Las fragancias exasperadas de conflictos sentimentales sitiaron a las dos almas, imprimiendo en ellas la sin salida: el punto muerto del egoísmo. Sin duda, él no permitió que ella siguiera entregando a su hogar un amor incapaz, y aunque esta historia pudo culminar de otra forma, todo lo que ocurrió, entre los dos, condujo a un final lóbrego sin que nadie emitiera crítica alguna.

Según se lee:

Él, hombre de sencillo aspecto y apariencia juvenil, transpiraba ternura y mesura en cada una de sus acciones, aunque su reposo también lo adornaban las mismas.
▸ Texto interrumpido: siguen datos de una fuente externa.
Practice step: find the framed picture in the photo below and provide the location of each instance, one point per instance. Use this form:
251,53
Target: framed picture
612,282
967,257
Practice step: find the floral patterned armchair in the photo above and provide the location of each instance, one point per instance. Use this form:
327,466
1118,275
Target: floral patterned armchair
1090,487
De cabeza estrecha y ojitos claros, ostentaba una gracia natural tildada por la inocencia y vivacidad, componentes esenciales de su llamativa masculinidad. A ella la benevolencia de las observaciones físicas y espirituales, en esta edición, no la acompañó después de muerta: mujer, de personalidad ambigua y sabores amargos; su singularidad recae en que la beldad en su filiforme talle carecía de presencia; de orgullo desmesurado y, suma decir que, según lo leído, tenía presente que no podía ser en soledad, era ella a partir del desdén hacia él. La verdad de todo era que no atesoraba mérito en su tez. Él, por el contrario, atesoraba un mérito: su padre, el dueño del único periódico del municipio.
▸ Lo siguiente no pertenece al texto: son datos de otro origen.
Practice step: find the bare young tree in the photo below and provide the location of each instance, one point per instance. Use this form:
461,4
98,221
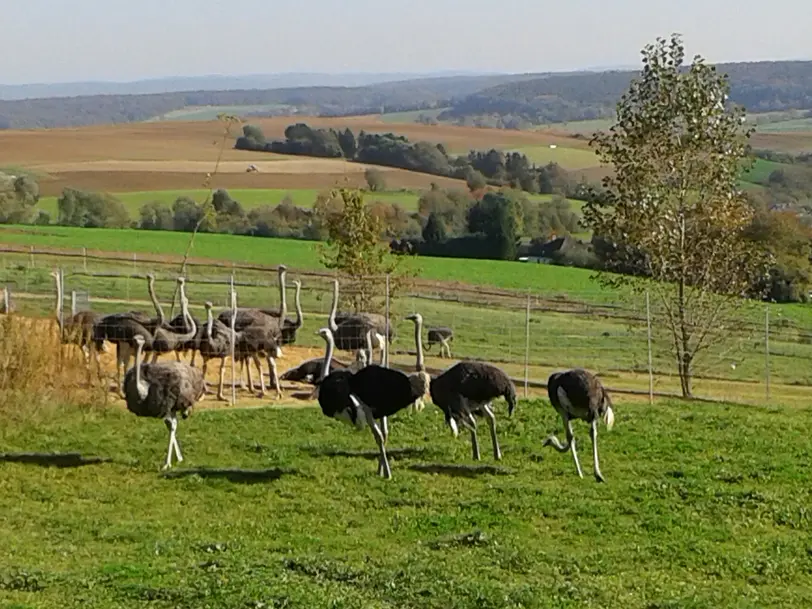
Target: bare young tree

Él, con su pasividad “característica”, y ella, con su definido orgullo, se trenzaron antes que la puesta del sol concretara esta historia en desacompasados traumatismos orales. Sin desbordar la sencillez de su inocencia, con carácter y alérgico a la violencia, Alejandro puso fin a la toxicidad conyugal. Con una tenue expresión finalizó vínculo alguno con Elena, y esa declaración prosaica, de quien tanto amor proclamó por ella, la sumió en el sopor de la perplejidad, y así, sin reclamo, sin reproche, respondiendo no al desamor sino a su egoísmo y vanidad, se abandonó sin apuros al vacío del otro lado de la ventana, estremeciendo a sus vecinos con el golpe que produjo el encuentro de su cuerpo, el suelo y la gravedad.
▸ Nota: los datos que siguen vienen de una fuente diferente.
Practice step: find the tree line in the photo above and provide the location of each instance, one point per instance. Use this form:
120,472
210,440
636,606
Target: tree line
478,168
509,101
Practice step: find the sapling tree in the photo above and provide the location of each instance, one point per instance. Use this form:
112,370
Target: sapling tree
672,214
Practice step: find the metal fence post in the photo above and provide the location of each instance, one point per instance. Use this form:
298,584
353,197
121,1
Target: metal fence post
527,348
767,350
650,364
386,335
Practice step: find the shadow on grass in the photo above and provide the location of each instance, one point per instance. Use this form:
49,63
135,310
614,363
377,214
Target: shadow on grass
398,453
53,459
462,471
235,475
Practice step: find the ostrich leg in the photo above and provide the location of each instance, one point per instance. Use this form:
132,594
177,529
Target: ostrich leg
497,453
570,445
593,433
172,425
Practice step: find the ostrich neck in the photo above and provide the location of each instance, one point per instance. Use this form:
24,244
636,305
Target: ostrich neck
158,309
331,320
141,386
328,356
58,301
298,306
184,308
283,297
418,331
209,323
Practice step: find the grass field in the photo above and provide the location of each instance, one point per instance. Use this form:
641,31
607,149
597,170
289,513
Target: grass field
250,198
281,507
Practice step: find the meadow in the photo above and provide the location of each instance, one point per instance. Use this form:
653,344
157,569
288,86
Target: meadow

Este juicio conyugal aparenta razonamiento, pero los gritos femeninos de aquella tarde fueron silenciados, faltando a la justicia, por las líneas editoriales. Si toma usted, con presteza, la anterior descripción reseñada en el único periódico del municipio y titulada “El Malquerido” leerá que aquél suicidio se desarrolló muy a propósito. No se fíe, por lo menos hasta que vuelva ella, suspirando sus pesares y envuelta en requiem aeternam dona eis domine et lux perpetua luceat eis, y le confirme o refute lo que se ha dicho.